Clade of animals comprising vertebrates and tunicates

Olfactores is a clade within the Chordata that comprises the Tunicata (Urochordata) and the Vertebrata (sometimes referred to as Craniata). Olfactores represent the overwhelming majority of the phylum Chordata, as the Cephalochordata (with only 32 known species across 3 genera) are the only chordates not included in the clade. This clade is defined by a more advanced olfactory system which, in the immediate vertebrate generation, gave rise to nostrils.

==Etymology==
The name Olfactores comes from Latin *olfactores ("smellers," from purposive supine olfactum of olfacio, "to smell," with plural masculine agentive nominalizing suffix -tores), due to the development of pharyngeal respiratory and sensory functions, in contrast with cephalochordates such as the lancelet which lack a respiratory system and specialized sense organs.

== Olfactores hypothesis ==
The long-standing Euchordata hypothesis that Cephalochordata is a sister taxon to Craniata was once widely accepted, likely influenced by significant tunicate morphological apomorphies from other chordates, with cephalochordates even being nicknamed 'honorary vertebrates.'

The name Olfactores was originally introduced in 1991 as part of the now-disproven calcichordate hypothesis. However, studies since 2006 analyzing large sequencing datasets strongly support Olfactores as a clade.
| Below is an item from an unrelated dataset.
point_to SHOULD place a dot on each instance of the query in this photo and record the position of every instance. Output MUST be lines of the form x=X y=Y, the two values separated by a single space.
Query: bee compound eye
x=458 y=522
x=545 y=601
===Anatomy of ancestral Olfactores===

Some studies suggest that the ancestors of Appendicularia and Vertebrata were possibly sedentary-pelagic, although others recover a free-living chordate ancestor transitioning to free-living vertebrates without an intervening sedentary form. A rudimentary neural crest is present in tunicates, implying its presence in the Olfactores ancestor also, as vertebrates have a true neural crest.